Disfrute mucho hoy que será su último día... Beba mucho ron lavagallos para que se le empiece a pudrir el hígado, hártese de frituras para que se le jodan los intestinos... Metáselo a alguna puta de las que se juntan por la Duarte con París a ver si coge alguna ladilla que le acompañe cuando apague las luces, ¡haga algo inolvidable! No quiero que venga mañana sin una última buena historia que contarme.

¡Qué falta de respeto, sepulturero! si no fuera por mi urgencia le hubiera sacado los ojos con el llavero sacacorchos que ocultaba en el bolsillo, pero debía ultimar los detalles de aquel día que apenas comenzaba. Le di la espalda y abandoné el salón. Al salir, el smog me refrescó los pulmones. Me cercioré de que no me estuviera vigilando... La avenida aumentó su ritmo desquiciado... Desde ahí se escuchaban los gritos de algunos transeúntes que provenían desde unos tres metros de distancia... Era una turba que observaba cómo agonizaba un motorista atropellado por una Ford que prosiguió su ruta indiferente... La gente era morbosamente chismosa, si fuera aquel chofer yo también hubiera escapado. El infeliz se desangraba y de los curiosos ninguno se animó a llamar al 911, a pesar de que decenas de celulares adornaban sus preciosas y acicaladas cinturas... Penetré la multitud por puro placer contemplativo... El hombre tenía incrustado un peñón en el vientre y por esa abertura se le salían las vísceras a borbotones... Sus ojazos desbordados parecían calcular la dimensión de la antena radial que le quedaba al frente... Aún sostenía su casco protector como si acaso se lo volvería a poner... Algo improbable considerando su aspecto agonizante, casi alcanzando la categoría de cadáver.

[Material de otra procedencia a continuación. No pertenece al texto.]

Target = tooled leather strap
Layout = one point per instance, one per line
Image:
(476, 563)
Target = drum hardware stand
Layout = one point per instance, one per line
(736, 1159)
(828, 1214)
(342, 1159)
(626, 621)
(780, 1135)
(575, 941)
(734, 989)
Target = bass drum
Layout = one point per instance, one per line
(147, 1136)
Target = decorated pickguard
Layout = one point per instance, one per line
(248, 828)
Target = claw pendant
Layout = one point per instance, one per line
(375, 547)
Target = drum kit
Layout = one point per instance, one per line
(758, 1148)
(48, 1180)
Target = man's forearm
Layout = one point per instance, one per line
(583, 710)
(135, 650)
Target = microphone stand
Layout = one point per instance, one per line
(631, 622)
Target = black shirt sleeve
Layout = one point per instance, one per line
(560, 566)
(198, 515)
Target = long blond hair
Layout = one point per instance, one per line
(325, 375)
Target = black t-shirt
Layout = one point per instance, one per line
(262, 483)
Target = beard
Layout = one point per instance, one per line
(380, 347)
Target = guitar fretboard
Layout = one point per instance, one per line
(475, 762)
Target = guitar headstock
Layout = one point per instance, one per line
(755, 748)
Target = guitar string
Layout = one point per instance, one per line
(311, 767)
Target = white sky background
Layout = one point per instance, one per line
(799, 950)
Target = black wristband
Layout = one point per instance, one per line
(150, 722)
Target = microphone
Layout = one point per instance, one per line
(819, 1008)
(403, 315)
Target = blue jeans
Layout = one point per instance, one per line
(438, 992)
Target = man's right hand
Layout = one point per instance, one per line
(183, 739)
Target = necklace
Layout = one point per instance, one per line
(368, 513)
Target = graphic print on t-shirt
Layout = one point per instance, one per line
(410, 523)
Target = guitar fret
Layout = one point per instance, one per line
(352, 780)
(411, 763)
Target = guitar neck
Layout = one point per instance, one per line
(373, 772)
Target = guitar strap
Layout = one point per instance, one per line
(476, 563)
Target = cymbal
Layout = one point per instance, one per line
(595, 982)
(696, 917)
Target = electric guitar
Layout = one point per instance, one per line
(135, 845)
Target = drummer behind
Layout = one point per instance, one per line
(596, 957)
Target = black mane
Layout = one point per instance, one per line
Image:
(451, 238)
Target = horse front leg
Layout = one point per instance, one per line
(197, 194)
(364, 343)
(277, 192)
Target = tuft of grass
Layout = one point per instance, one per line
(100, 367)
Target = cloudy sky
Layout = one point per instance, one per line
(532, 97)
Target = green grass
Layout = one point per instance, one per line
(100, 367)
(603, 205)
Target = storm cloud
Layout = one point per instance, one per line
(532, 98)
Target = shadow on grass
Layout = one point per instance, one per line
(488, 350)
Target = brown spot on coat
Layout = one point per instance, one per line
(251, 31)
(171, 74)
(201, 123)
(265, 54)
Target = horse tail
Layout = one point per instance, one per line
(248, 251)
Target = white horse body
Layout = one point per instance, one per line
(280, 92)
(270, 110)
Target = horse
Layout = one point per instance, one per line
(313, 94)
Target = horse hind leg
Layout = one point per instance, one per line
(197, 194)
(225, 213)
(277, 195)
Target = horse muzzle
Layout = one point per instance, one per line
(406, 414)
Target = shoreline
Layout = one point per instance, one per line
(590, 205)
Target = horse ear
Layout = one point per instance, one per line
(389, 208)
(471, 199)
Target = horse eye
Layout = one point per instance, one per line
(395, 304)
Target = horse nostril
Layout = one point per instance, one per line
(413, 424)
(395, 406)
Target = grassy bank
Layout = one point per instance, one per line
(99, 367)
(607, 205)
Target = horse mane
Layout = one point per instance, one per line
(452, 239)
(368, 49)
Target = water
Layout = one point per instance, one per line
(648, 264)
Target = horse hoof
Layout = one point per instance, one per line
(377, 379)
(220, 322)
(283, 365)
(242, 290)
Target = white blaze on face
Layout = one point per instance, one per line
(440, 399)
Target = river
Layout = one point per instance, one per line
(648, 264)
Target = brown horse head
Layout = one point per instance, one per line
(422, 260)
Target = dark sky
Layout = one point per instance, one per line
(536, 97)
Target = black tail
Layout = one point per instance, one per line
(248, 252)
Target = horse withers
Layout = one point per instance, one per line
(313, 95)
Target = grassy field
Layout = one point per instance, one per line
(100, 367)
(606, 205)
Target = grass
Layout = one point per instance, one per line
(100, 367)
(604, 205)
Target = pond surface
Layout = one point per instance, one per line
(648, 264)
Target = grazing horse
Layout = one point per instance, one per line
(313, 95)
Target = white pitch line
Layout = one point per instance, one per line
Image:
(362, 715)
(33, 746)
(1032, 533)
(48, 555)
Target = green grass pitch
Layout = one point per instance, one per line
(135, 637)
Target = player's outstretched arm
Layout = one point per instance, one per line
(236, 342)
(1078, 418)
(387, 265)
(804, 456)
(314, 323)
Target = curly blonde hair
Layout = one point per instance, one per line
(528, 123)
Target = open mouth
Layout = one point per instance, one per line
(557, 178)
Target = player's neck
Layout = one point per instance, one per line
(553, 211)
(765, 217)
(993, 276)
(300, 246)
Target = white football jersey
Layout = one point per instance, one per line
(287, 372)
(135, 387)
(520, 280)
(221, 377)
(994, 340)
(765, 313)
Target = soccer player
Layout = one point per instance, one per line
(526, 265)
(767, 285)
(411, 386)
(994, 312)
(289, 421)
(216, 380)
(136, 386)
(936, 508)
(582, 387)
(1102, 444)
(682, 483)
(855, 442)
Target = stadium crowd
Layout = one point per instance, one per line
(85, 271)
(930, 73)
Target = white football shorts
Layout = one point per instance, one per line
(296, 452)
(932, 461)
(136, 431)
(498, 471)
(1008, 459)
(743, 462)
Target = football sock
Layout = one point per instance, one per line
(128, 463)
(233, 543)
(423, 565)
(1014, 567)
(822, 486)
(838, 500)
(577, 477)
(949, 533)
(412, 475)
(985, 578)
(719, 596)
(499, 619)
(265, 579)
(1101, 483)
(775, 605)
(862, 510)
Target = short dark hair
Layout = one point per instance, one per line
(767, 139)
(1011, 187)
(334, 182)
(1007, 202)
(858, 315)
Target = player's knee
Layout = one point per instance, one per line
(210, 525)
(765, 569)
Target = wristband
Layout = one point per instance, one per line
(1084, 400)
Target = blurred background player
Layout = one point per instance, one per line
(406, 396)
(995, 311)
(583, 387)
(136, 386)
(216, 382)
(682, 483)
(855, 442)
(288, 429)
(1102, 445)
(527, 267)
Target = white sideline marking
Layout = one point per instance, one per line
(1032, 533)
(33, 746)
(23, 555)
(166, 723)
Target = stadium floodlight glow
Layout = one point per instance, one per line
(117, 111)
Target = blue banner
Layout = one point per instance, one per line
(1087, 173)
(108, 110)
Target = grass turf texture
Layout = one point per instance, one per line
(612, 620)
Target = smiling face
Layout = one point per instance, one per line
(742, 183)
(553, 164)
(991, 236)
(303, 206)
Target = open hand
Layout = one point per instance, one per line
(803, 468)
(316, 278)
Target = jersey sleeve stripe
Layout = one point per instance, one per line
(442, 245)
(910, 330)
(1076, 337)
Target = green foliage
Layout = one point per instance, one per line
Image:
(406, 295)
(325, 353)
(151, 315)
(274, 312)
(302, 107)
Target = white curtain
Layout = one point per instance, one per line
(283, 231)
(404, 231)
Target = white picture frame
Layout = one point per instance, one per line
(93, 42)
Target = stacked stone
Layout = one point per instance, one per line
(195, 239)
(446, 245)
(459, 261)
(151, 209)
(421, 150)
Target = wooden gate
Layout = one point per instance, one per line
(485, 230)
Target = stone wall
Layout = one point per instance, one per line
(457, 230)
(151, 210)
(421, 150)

Seguí mi ruta peatonal, me toqué las nalgas para confirmar que no me habían cartereado.

El sepulturero olfateó la sangre que se evaporaba sobre el asfalto, se cubrió con un gabán negro y se acercó sosteniendo un maletín hacia el lugar donde reposaba su posible próximo cliente... Los mirones le despejaron el paso y a la vez se persignaron. Lo divisaba a dos esquinas de mis espaldas, volteaba la cabeza con frecuencia sin acabar de desconectarme de la escena...

Iba rumbo a mi casa, día sábado once y cuarenta y cinco de la mañana... Mi mujer e hijo me esperaban para almorzar. Llegué y no los saludé. Aguardaban que me sentara junto a ellos... El locrio de camarones olía muy bien (mi mujer por lo menos era excelente cocinera)... Observaban sus platos servidos y me urgían a sentarme para darle las gracias a Dios y después comer... El sonido de los cubiertos delataba que la mayor prioridad era lo primero, no lo segundo.

Entré al baño. Saqué mi revolver de debajo de la loseta donde lo escondía desde hacía meses... Traté de no causar ruido encendiendo el radio a medio volumen... Le quedaba una bala, justo la que necesitaba para el domingo... Volví a ocultarla y cerré la puerta... Apagué el bombillo y me senté sobre el inodoro... Mi familia volvió a sonar los cubiertos y por los chirridos deduje que comenzaron el almuerzo sin mi presencia.